सोमवार, 16 जून 2008

Meet Mr. Vijay K. Malhotra

Meet Mr. Vijay K. Malhotra
Semantics – The Art of Language Computing
Vijay K. Malhotra, a veteran of several years’ service with Indian Railways, now pursues his passion in Indian languages with the BhashaIndia team. This interview highlights Mr. Malhotra’s work in the field of semantics and his association with the development of Office XP in Hindi
Since when did your develop an interest in languages?
V: My interest in languages dates back to my early education days in Gurukul Kangri University, Hardwar with special emphasis on Sanskrit and Hindi, but it was matured in the University of York, UK while teaching Hindi to the students belonging to various ethnic groups across the globe such as the British, Indians and Africans. For the first time I realized the importance of Linguistics and Language Technology for teaching a language of foreign origin to the non-natives.
Which feature of languages and their technology makes you passionate about them?
V: When I look at the core of the languages, I find two distinct features in any language of the world: Universal features as well as language-specific features. Universal features are those that are common in all languages belonging to even extremely different languages across the globe such as Hindi, Tamil, English, Chinese and Arabic etc. For example, 'khaayaa' (ate) is a transitive verb, which requires an object to be eaten and a subject who eats. Similarly it requires its subject to be an animate. The tree structure of this verb as well as its universal features such as transitivity is common to all languages of the world, but the use of 'ne' with the subject of this verb is a language-specific feature of Hindi. There are certain features which are language group-specific also. For example, the use of 'ko' along with the subject of a specific sentence pattern is common to all languages in India; i.e. 'Raam Ko Bukhaar Hai' in Hindi 'Malaa Taap Aahe' in Marathi 'Ramakku Jwaram' in Tamil, 'Raamannu Paniyaa Nu' in Malayalam, ‘Ramanige Jvar Ide' in Kannada and 'Ramer Taap Aachhe' in Bengali, but in English it is translated as 'Ram has a fever’. Here you will notice the conspicuous absence of the corresponding use of 'Ko'. This shows that India is one single linguistic zone. If we make use of the technology to analyze these features, we can come out with the most sophisticated language tools such as Language Tutor, Auto Correct, Grammar Checker and even machine translation systems in Indian languages. This is how and why I am passionate about the languages and their technology.
Did your family background play any role in your interest in linguistics?
V: Although I belong to a publishing family, my interest in linguistics grew over time while meeting various challenges of the implementation of Hindi in Government offices and PSUs. However my Gurukul background of studying Hindi and Sanskrit for over 14 years played a crucial role in developing my interest in languages but my interest in linguistics developed while teaching Hindi to non-natives in UK.

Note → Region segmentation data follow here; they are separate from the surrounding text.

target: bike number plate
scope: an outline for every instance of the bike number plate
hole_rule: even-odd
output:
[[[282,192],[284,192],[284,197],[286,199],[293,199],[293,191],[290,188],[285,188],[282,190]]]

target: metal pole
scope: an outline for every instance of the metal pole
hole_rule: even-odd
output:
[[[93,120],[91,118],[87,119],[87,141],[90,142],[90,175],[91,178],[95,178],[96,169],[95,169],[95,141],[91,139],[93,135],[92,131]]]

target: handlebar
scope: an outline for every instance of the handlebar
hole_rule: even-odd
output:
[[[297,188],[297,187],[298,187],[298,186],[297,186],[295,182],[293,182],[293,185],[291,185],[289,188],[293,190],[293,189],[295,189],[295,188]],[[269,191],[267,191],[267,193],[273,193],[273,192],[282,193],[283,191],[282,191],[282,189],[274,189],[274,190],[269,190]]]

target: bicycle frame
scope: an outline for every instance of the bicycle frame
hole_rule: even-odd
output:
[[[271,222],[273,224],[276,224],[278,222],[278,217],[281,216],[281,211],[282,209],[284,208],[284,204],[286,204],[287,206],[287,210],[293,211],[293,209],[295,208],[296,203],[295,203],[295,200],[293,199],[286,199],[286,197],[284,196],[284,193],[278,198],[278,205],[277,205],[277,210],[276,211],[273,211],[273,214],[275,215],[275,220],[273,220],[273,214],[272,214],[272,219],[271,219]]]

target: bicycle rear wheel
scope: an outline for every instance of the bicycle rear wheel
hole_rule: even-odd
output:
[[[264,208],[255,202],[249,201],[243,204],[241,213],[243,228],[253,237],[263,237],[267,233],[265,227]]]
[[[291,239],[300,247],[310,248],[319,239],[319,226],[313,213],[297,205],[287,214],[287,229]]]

What made you retire voluntarily from Indian Railways and go back to your passion?
V: Indian Railways is one of the biggest organizations in the world with the working force of over 16 lakh employees and it has direct contact with the common man. As a Director (Official Languages), I was responsible for introduction of Hindi in day-to-today working of Indian Railways. This provided me an opportunity to find ways and means to implement Hindi at various levels across the country. I was also aware that the atmosphere in southern states is not very congenial to implement Hindi and hence I decided to use both culture and technology to promote Hindi. We used theatre to promote Hindi in non-Hindi speaking areas and we also encouraged the use of regional languages at all points of contact with public and finally technology helped us inculcate the habit of using computers for various language applications in Railways including reservation charts. In spite of this initial success, I found that the Language tools such as Language Tutor, Grammar Checker, Machine Translation System etc, are still not available in the market and if given a chance I would devote the rest of my life to minimize the digital divide between the language (Hindi) and technology. Microsoft offered me this opportunity and now I am back to my initial passion.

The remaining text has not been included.